1.Bölüm: Hâla bir Işık olabilir

34 2 0
                                    


Güneş, Sarayın yüksek pencerelerinden içeri sızan bir ışık demeti gibi parıldıyordu. Ancak bu ışık, içerideki karanlığı dağıtamıyordu. İhtişamla donatılmış odanın köşelerindeki gölgeler, zehirli bir sessizlikle dans ediyordu.

Elara, Saray'ın varisi, odasının ortasında sessizce duruyordu. Görkemli tahtın karşısında, kendi yansımasıyla yüzleşiyordu. Pırıltılı elbisesi ve tacıyla dışarıdan bakıldığında bir prensesin zarafetini yansıtıyordu; ancak içindeki fırtınaları, gözyaşlarını ve çaresizliği kimse göremiyordu.

On yedi yaşında olmasına rağmen, Elara'nın omuzları, taşıyamadığı bir krallığın ağırlığını taşıyordu. Babasının krallığı yönetme becerisi, her geçen gün daha fazla sarsılıyordu.

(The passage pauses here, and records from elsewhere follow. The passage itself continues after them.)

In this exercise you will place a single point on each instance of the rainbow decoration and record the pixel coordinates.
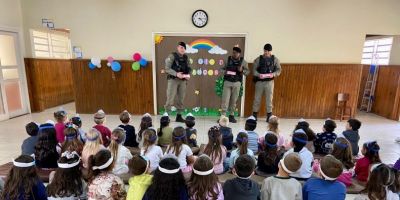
(202, 44)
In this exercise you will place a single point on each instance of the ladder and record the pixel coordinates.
(369, 89)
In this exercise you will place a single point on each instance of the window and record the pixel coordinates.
(377, 51)
(50, 44)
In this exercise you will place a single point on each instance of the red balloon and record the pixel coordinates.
(137, 57)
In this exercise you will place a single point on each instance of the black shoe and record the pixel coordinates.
(255, 115)
(268, 116)
(179, 118)
(232, 119)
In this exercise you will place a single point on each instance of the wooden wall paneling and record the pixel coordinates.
(387, 92)
(49, 83)
(309, 90)
(112, 91)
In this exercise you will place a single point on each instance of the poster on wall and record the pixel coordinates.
(207, 54)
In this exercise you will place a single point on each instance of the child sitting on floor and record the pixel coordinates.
(305, 126)
(120, 153)
(323, 143)
(165, 131)
(179, 149)
(61, 117)
(351, 134)
(215, 150)
(125, 118)
(227, 136)
(282, 186)
(99, 119)
(191, 133)
(67, 182)
(380, 184)
(71, 143)
(370, 151)
(102, 184)
(145, 123)
(326, 187)
(299, 141)
(249, 127)
(77, 121)
(28, 145)
(150, 150)
(203, 183)
(138, 184)
(46, 154)
(242, 187)
(23, 182)
(267, 162)
(242, 140)
(92, 146)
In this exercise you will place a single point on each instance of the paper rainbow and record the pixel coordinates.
(202, 44)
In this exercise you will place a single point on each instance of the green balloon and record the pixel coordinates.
(136, 66)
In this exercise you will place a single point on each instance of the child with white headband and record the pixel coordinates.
(23, 175)
(139, 167)
(67, 182)
(326, 187)
(242, 187)
(382, 183)
(168, 182)
(203, 183)
(103, 184)
(282, 186)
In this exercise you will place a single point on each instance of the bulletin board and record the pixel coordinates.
(207, 54)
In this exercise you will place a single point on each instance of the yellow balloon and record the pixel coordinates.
(211, 61)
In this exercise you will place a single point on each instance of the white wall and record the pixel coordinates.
(303, 31)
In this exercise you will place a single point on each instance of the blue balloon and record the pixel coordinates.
(143, 62)
(91, 65)
(116, 66)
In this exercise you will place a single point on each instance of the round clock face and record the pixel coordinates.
(200, 18)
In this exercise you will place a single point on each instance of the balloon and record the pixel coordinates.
(91, 65)
(95, 61)
(136, 56)
(116, 66)
(135, 66)
(110, 59)
(143, 62)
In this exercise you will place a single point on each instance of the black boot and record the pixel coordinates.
(268, 116)
(232, 119)
(255, 115)
(179, 118)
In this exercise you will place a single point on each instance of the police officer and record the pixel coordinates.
(265, 68)
(178, 70)
(233, 71)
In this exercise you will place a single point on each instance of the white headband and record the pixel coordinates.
(105, 165)
(203, 173)
(168, 171)
(284, 166)
(325, 176)
(19, 164)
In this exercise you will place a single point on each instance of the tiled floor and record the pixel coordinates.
(12, 131)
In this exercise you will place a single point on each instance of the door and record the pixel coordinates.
(13, 101)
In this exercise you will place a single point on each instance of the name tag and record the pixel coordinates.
(231, 73)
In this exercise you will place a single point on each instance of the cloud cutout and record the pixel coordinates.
(191, 50)
(217, 50)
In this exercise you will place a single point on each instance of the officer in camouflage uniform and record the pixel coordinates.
(265, 68)
(178, 70)
(233, 71)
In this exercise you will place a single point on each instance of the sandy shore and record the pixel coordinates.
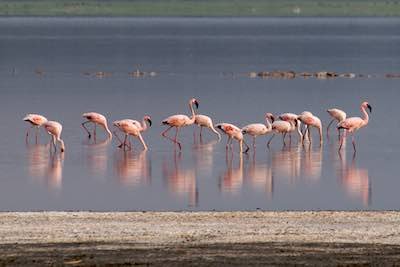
(201, 238)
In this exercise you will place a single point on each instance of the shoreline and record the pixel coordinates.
(201, 238)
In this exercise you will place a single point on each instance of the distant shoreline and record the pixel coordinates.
(203, 8)
(201, 238)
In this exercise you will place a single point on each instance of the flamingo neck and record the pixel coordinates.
(193, 118)
(144, 125)
(366, 117)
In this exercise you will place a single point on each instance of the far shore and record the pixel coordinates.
(200, 238)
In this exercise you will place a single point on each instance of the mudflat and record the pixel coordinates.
(199, 238)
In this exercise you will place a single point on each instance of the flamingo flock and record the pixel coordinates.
(285, 125)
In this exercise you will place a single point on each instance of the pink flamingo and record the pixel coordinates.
(293, 117)
(205, 121)
(256, 129)
(282, 127)
(353, 124)
(233, 132)
(310, 120)
(54, 129)
(179, 121)
(36, 121)
(134, 128)
(338, 115)
(96, 118)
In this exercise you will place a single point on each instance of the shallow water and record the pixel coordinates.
(208, 59)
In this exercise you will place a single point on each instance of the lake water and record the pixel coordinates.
(43, 62)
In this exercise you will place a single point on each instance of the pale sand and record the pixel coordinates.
(90, 237)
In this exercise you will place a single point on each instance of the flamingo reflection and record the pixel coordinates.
(355, 180)
(312, 162)
(96, 155)
(260, 176)
(133, 168)
(287, 162)
(181, 181)
(44, 167)
(232, 179)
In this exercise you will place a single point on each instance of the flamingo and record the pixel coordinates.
(36, 121)
(338, 115)
(292, 117)
(256, 129)
(205, 121)
(233, 132)
(96, 118)
(310, 120)
(179, 121)
(134, 128)
(282, 127)
(54, 129)
(353, 124)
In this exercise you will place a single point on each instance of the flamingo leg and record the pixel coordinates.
(84, 127)
(269, 141)
(327, 128)
(342, 139)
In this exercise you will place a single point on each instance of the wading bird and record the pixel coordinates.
(36, 121)
(233, 132)
(133, 128)
(338, 115)
(293, 117)
(179, 121)
(256, 129)
(352, 124)
(205, 121)
(310, 120)
(54, 129)
(95, 118)
(282, 127)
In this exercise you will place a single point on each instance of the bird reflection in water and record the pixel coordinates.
(132, 168)
(45, 167)
(312, 162)
(203, 155)
(180, 181)
(287, 162)
(231, 180)
(96, 155)
(355, 180)
(259, 175)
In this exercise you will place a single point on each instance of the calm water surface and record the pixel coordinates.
(208, 59)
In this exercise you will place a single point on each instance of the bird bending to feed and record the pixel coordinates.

Monarşinin altın kaplamaları arasında yatan gerçek, toplumun karanlıkta kalmış yüzüydü.

Sarayın koridorlarında, krallığın halkı isyan ateşiyle yanıp kavrulurken, Elara'nın içinde de bir isyan alevleniyordu. Onun ruhu, kanlı izlerle işlenmişti. Saray duvarları, adaletsizlikle, ihanetle, ve kayıplarla çizilmişti. Elara'nın da yüreğinde, bu izlerden oluşmuş derin yaralar vardı.

Yanındaki aynada, Elara, o gözleri gördü. Babasının ölümü, sadece bir hükümdarın değil, aynı zamanda bir babanın sonu olacaktı. Ve Elara, bu kaotik dünyada, kendi izini bırakmak zorundaydı. Ancak o iz, kanla yazılmıştı.

Krallığın içindeki çalkantıların yansıması, Elara'nın yüzündeki derin kırışıklıklarda belirginleşiyordu. Sarayın sessizliği, artık çözülmeyi bekleyen bir düğüm gibiydi. İç savaşın habercisi olan bu sessizlik, yakında kanla dolup taşacaktı.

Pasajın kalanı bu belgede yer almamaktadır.